The standard sample was confirmed by amplifying the target sequence from one cell by real-time PCR. 620 ng Zymolase T100 (105 kU / g, Nakalai Tesque, Kyoto, Japan) was added per well and incubated at 35 ° C. for 90 minutes to decompose the cell wall. Using Universal Master Mix (ABI), 16.7 × 10 ⁻⁶ μmol primer and 6.5 × 10 ⁻⁶ μmol FAM / TAMRA TaqMan probe were added, and PCR was performed with an ABI PRISM 7900HT real-time PCR system. PCR conditions are 50 ° C. for 2 minutes, 95 ° C. for 30 seconds for one cycle, 95 ° C. for 30 seconds, and 59 ° C. for 60 seconds for 50 cycles. PCR was performed using a standard plasmid pTRPWRKY diluted with a 5 ng / μl ColE1 (Nippon Gene Co., Tokyo, Japan) solution as a template and used to prepare a calibration curve.
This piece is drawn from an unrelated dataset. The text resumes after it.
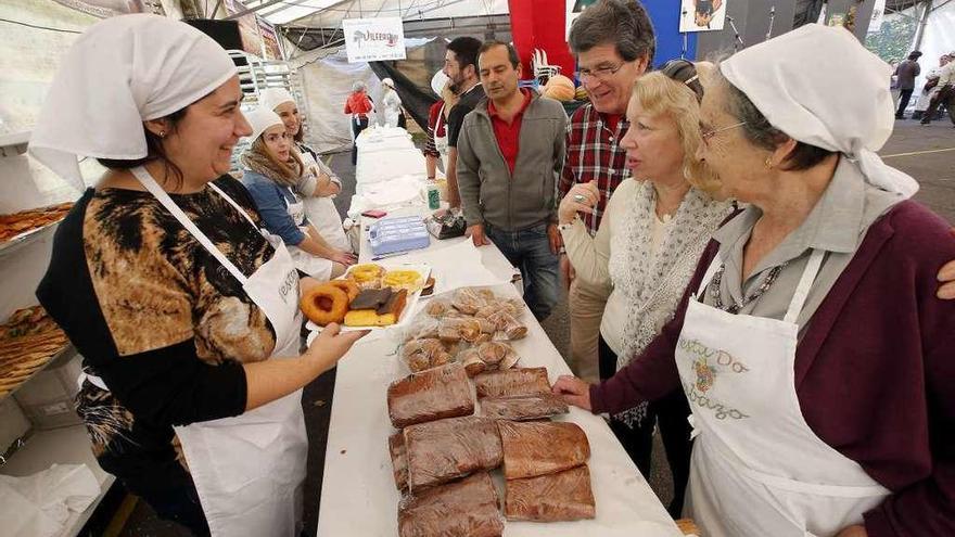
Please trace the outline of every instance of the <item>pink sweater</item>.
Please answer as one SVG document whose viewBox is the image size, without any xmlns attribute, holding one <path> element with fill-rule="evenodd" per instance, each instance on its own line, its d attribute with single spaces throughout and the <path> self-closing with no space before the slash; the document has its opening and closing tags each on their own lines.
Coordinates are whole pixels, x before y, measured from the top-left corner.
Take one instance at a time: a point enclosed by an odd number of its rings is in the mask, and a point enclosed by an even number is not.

Thereby, a calibration curve could be created and the requirements as a standard sample were confirmed (see FIG. 5).

    As described in detail above, by using this configuration, a standard capable of sorting and providing the number of molecules from one molecule to a desired number of molecules in a form close to that of an actual sample of a gene-related test. The sample was shown to be feasible.

  The embodiments of the present invention have been described above by way of example, but the scope of the present invention is not limited to these embodiments, and can be changed or modified according to the purpose within the scope of the claims. is there.
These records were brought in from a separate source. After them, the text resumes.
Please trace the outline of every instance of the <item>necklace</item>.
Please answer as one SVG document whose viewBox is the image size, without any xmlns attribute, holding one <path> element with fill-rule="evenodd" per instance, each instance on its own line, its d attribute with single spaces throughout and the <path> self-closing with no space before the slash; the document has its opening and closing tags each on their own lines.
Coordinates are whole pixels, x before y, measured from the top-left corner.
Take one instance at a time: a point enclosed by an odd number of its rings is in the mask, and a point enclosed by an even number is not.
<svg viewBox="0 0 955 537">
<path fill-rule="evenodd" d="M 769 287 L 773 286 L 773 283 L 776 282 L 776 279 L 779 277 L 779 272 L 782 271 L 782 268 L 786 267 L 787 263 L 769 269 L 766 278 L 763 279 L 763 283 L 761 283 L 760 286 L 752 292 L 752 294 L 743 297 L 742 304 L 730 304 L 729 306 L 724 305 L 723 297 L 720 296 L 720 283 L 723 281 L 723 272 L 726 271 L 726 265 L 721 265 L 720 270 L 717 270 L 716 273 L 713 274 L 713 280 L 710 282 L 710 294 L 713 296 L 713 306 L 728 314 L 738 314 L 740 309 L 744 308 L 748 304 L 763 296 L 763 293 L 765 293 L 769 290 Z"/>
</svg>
  As described above, the method for producing a standard sample according to the present invention has an effect that a standard sample having the same target sequence as a DNA fragment having a target sequence having a specific copy number can be manufactured, for food inspection and medical diagnosis. It is useful for genetic testing of

1 Cells into which the target sequence has been introduced (yeast)
2 Yeast chromosome 3 Region into which the target sequence has been introduced 4 Culture vessel (petri dish)
5 Medium 6 Manipulator (capillary)
7 Collection container (micro tube)
8 Solution

Claims (5)

A method for producing a standard sample having the same target sequence as a DNA fragment having a specific copy number of the target sequence,
An introducing step of introducing into the cell a DNA fragment having the target sequence of the specific copy number;
A culturing step for culturing the cells;
An isolation step of isolating the cultured cells;
A standard sample manufacturing method comprising: In the introduction step, using budding yeast as the cell, the DNA fragment is introduced into the chromosome of the budding yeast by homologous recombination using an artificially synthesized gene,
In the culturing step, the budding yeast is synchronized with the G0 / G1 phase to perform synchronized culture,
The standard according to claim 1, wherein in the isolation step, the budding yeast is fixed in the G1 phase for isolation, and one cell of the isolated budding yeast contains one copy of the target sequence. Sample manufacturing method.   The standard sample production method according to claim 2, wherein a gene of YER053C is used as a target for the homologous recombination.   The isolation step according to any one of claims 1 to 3, wherein in the isolation step, one cell is sorted per well using a capillary whose tip angle is set within an angle range of 20 degrees to 30 degrees. Standard sample manufacturing method.   The standard sample manufacturing method according to any one of claims 1 to 4, wherein the standard sample is a nucleic acid, and the nucleic acid includes DNA or RNA.